La valeur de chaque chose est arbitraire et vague tant qu’elle n’est pas reconnue. Le possesseur de cette chose pourrait l’estimer très-haut, sans en être plus riche. Mais du moment que d’autres personnes consentent à donner en échange, pour l’acquérir, d’autres choses pourvues de valeur de leur côté, la quantité de ces dernières que l’on consent à donner, est la mesure de la valeur de la première ; car on consent à en donner d’autant plus, que celle-ci vaut davantage[1].

Parmi les choses qui peuvent être données en échange de celle qu’on veut acquérir, se trouve la monnaie. La quantité de monnaie que l’on consent à donner pour obtenir une chose, se nomme son prix ; c’est son prix courant dans un lieu donné, à une époque donnée, si le possesseur de la chose est assuré de pouvoir en obtenir ce prix-là, au cas qu’il veuille s’en défaire.

Or, la connaissance de la vraie nature des richesses ainsi désignées, des difficultés qu’il faut surmonter pour s’en procurer, de la marche qu’elles suivent en se distribuant dans la société, de l’usage qu’on en peut faire, ainsi que des conséquences qui résultent de ces faits divers, compose la science qu’on est maintenant convenu d’appeler l’économie politique.
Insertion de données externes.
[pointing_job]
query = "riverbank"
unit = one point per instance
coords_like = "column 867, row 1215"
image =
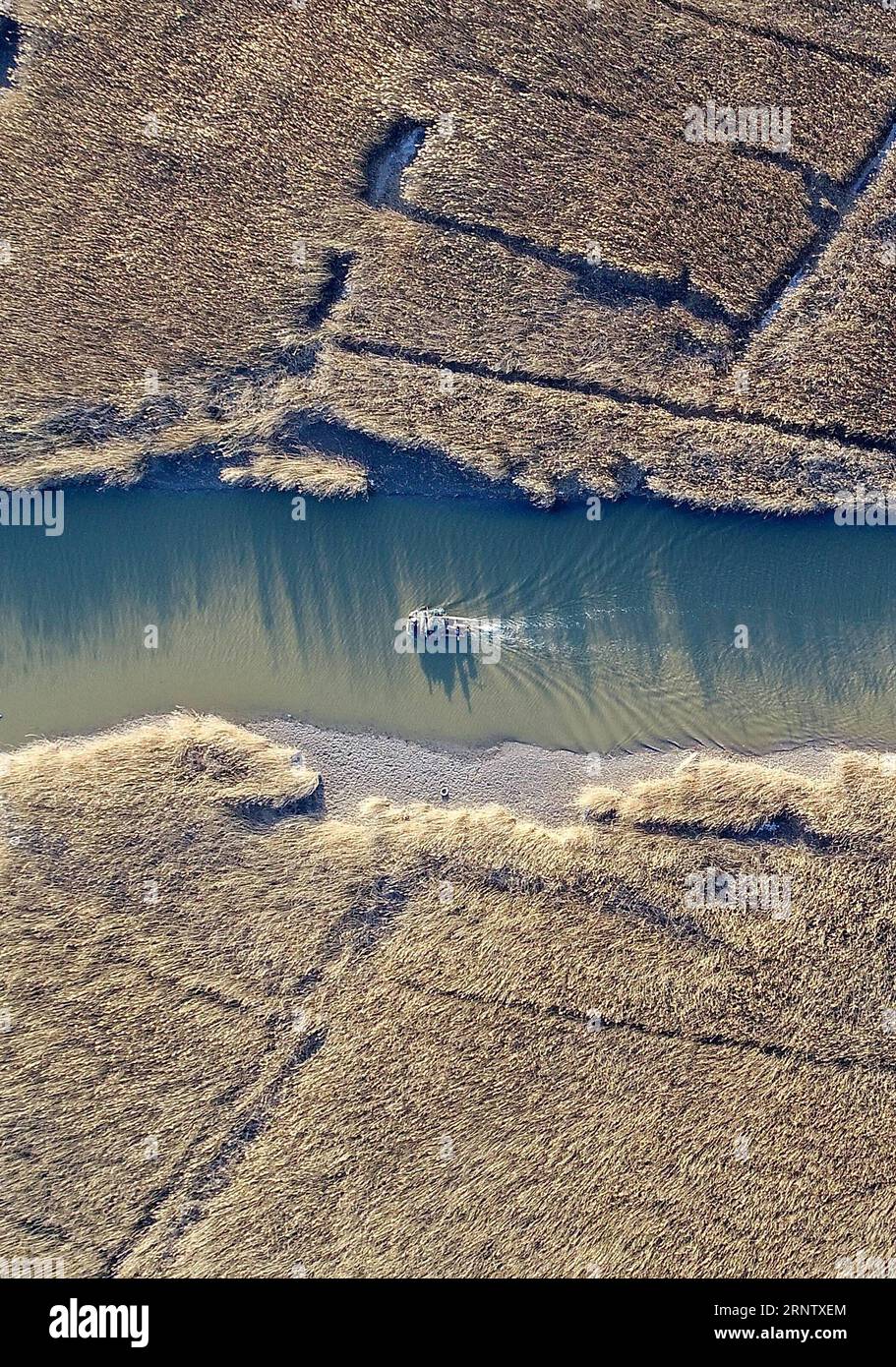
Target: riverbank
column 316, row 1040
column 528, row 779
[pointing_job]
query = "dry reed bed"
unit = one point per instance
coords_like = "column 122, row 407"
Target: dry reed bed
column 829, row 347
column 542, row 437
column 341, row 1066
column 305, row 473
column 196, row 246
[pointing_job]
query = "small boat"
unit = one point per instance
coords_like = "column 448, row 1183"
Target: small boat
column 435, row 621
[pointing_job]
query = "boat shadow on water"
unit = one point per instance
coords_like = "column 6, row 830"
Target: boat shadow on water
column 450, row 673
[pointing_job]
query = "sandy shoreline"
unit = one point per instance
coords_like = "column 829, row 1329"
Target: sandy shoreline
column 529, row 779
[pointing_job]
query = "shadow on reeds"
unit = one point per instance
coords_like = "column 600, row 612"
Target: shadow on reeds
column 10, row 38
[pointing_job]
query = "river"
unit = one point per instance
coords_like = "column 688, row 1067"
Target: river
column 616, row 633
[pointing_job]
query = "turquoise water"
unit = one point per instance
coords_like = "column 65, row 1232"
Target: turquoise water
column 616, row 633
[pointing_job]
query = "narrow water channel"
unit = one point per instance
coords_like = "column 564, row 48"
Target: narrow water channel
column 615, row 633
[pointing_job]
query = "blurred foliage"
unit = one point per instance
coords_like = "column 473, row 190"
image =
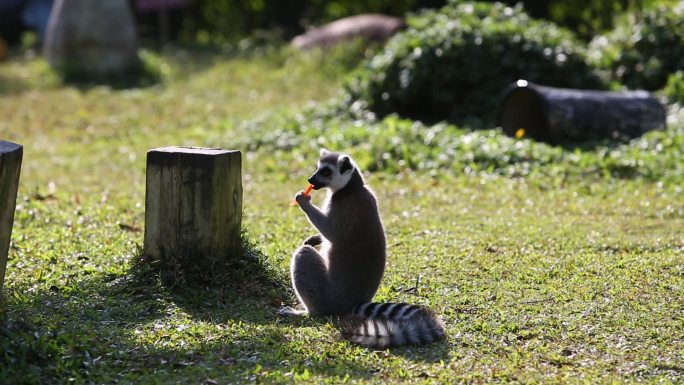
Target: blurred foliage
column 453, row 64
column 644, row 48
column 585, row 17
column 217, row 21
column 397, row 145
column 674, row 89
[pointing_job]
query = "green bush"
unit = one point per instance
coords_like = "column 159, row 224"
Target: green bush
column 674, row 89
column 455, row 63
column 643, row 49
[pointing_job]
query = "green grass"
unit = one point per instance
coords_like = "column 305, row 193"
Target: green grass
column 548, row 265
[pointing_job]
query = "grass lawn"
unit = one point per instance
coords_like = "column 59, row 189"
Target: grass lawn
column 540, row 278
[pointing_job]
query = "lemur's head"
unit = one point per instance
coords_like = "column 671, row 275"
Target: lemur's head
column 334, row 171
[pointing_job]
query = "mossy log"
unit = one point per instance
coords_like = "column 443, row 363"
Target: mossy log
column 558, row 115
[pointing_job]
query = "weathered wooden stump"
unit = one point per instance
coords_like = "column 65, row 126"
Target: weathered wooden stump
column 10, row 167
column 558, row 115
column 193, row 208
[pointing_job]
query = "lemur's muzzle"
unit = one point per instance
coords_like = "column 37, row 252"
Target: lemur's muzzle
column 313, row 181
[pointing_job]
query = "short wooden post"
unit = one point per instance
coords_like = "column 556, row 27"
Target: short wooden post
column 193, row 207
column 10, row 167
column 564, row 116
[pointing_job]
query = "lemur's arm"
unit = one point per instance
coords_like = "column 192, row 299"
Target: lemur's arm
column 317, row 218
column 314, row 240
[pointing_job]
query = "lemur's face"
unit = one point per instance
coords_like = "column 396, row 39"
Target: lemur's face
column 334, row 171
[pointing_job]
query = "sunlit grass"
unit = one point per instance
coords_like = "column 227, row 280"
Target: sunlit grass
column 540, row 278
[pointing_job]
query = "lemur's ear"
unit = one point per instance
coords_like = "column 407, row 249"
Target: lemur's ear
column 345, row 164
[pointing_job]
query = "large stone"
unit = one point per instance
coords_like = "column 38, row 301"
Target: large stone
column 370, row 27
column 10, row 167
column 91, row 37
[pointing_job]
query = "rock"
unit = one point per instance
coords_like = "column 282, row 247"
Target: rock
column 370, row 27
column 91, row 37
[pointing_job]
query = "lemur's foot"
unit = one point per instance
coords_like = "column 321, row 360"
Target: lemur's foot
column 314, row 240
column 288, row 311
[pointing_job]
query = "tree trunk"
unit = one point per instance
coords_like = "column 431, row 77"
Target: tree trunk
column 193, row 208
column 558, row 116
column 10, row 167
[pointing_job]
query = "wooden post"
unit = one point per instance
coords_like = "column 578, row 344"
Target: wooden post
column 560, row 116
column 10, row 167
column 193, row 207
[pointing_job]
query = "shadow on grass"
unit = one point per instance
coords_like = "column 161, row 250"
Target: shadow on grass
column 108, row 328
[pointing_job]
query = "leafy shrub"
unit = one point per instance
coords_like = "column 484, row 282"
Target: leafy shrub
column 674, row 89
column 643, row 49
column 455, row 63
column 394, row 145
column 216, row 21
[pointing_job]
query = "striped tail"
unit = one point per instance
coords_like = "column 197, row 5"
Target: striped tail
column 381, row 325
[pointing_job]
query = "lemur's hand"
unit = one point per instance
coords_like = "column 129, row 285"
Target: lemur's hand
column 302, row 199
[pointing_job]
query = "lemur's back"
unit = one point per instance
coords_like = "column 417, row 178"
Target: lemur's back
column 356, row 257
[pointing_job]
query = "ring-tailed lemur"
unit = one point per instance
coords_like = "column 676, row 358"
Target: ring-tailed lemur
column 344, row 275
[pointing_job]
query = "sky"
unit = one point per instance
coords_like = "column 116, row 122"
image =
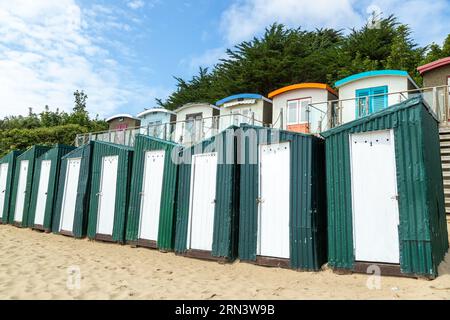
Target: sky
column 125, row 53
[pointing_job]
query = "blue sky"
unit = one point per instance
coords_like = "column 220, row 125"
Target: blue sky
column 124, row 53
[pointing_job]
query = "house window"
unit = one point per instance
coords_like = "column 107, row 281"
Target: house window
column 370, row 100
column 297, row 111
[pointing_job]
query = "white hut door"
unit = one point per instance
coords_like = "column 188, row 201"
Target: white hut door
column 274, row 200
column 70, row 194
column 107, row 195
column 42, row 192
column 151, row 194
column 3, row 181
column 374, row 190
column 21, row 189
column 202, row 201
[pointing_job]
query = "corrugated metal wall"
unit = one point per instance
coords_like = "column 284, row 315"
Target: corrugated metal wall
column 104, row 149
column 31, row 154
column 54, row 155
column 10, row 159
column 226, row 221
column 167, row 220
column 307, row 198
column 422, row 231
column 83, row 193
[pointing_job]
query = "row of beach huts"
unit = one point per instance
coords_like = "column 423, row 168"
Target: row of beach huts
column 367, row 192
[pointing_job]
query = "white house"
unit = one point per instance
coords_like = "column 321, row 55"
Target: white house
column 195, row 121
column 244, row 108
column 364, row 93
column 156, row 122
column 302, row 107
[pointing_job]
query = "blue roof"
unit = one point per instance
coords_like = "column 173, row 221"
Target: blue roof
column 369, row 74
column 239, row 96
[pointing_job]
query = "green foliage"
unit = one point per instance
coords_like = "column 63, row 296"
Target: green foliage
column 48, row 127
column 284, row 56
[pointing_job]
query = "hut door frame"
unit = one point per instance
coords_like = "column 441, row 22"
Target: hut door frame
column 41, row 201
column 202, row 201
column 3, row 181
column 152, row 185
column 374, row 205
column 274, row 200
column 21, row 190
column 107, row 195
column 69, row 202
  1. Je ne présente ici sur les richesses et la valeur des choses, que ce qui est indispensable pour mettre le lecteur en état de comprendre le phénomène de la production des richesses. Les autres traits qui achèvent de caractériser les richesses et les valeurs se montreront au lecteur à mesure qu’il avancera. Quelques écrivains anglais en ont pris occasion d’attaquer mes définitions comme vagues et incomplètes ; mais j’aime mieux m’exposer à cette accusation que de présenter des définitions qui, pour embrasser tous les caractères de la chose définie, rempliraient plusieurs pages et n’offriraient que des abstractions incompréhensibles, jusqu’à ce qu’elles fussent justifiées par des faits qui ne peuvent se développer que subséquemment. Il me suffit que les caractères que j’assigne ici soient les plus saillans, et que, loin d’être effacés, ils se trouvent confirmés par tout ce qui doit suivre. Au Surplus, pour avoir des définitions plus complètes, voyez l’Épitome qui termine cet ouvrage. Là tout peut être compris, parce que, parvenu là, le lecteur a vu sur quoi se fondent les caractères de chaque chose. Relativement aux différentes sortes de richesses et aux questions délicates qui s’élèvent au sujet de la valeur absolue et de la valeur relative des choses, voyez les quatre premiers chapitres du livre II de cet ouvrage.